Investing in cannabis? Here's what this means for you
Not only does the upcoming election have implications for the tens of millions of Americans who use or purchase marijuana-related products, but it can also affect investors in one of the fastest-growing industries on the planet.
Even if one of the six candidates who've vowed to legalize recreational marijuana is elected as the next president, Congress is no shoo-in to follow suit. Support for the rescheduling or descheudling of cannabis is likely going to depend on the political make-up of Congress. Historically, Republicans have a more adverse view on marijuana. This means that as long as Republicans control the Senate, marijuana reform measures can be blocked from reaching the floor for vote.

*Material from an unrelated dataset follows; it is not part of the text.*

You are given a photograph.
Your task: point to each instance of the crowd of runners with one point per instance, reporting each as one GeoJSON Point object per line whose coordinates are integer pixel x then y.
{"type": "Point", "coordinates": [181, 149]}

For investors focusing on the U.S., the most lucrative marijuana market in the world, the safest bet would be to focus on vertically integrated operators that are keyed in on a select few high-dollar markets. It also doesn't hurt to target pot stocks that are already generating an operating profit, or are darn close to it.
For example, Trulieve Cannabis (OTC:TCNNF) has a presence in four states, but is almost entirely devoting its efforts to the medical marijuana-legal state of Florida. Since legalizing medical pot in the Sunshine State, Trulieve has managed to open 40 dispensaries. By keeping its expenses close to the vest and focusing on building up its brand within its home state, Trulieve has gobbled up the lion's share of what could easily become the third-largest market in the U.S. by 2024, in terms of annual sales. Plus, no marijuana company in North America is generating as much no-nonsense operating profit right now than Trulieve Cannabis.
There's still a lot of card-shuffling left to be done when it comes to election season, but investors would be wise to keep a close eye on the candidates and their views of the green rush.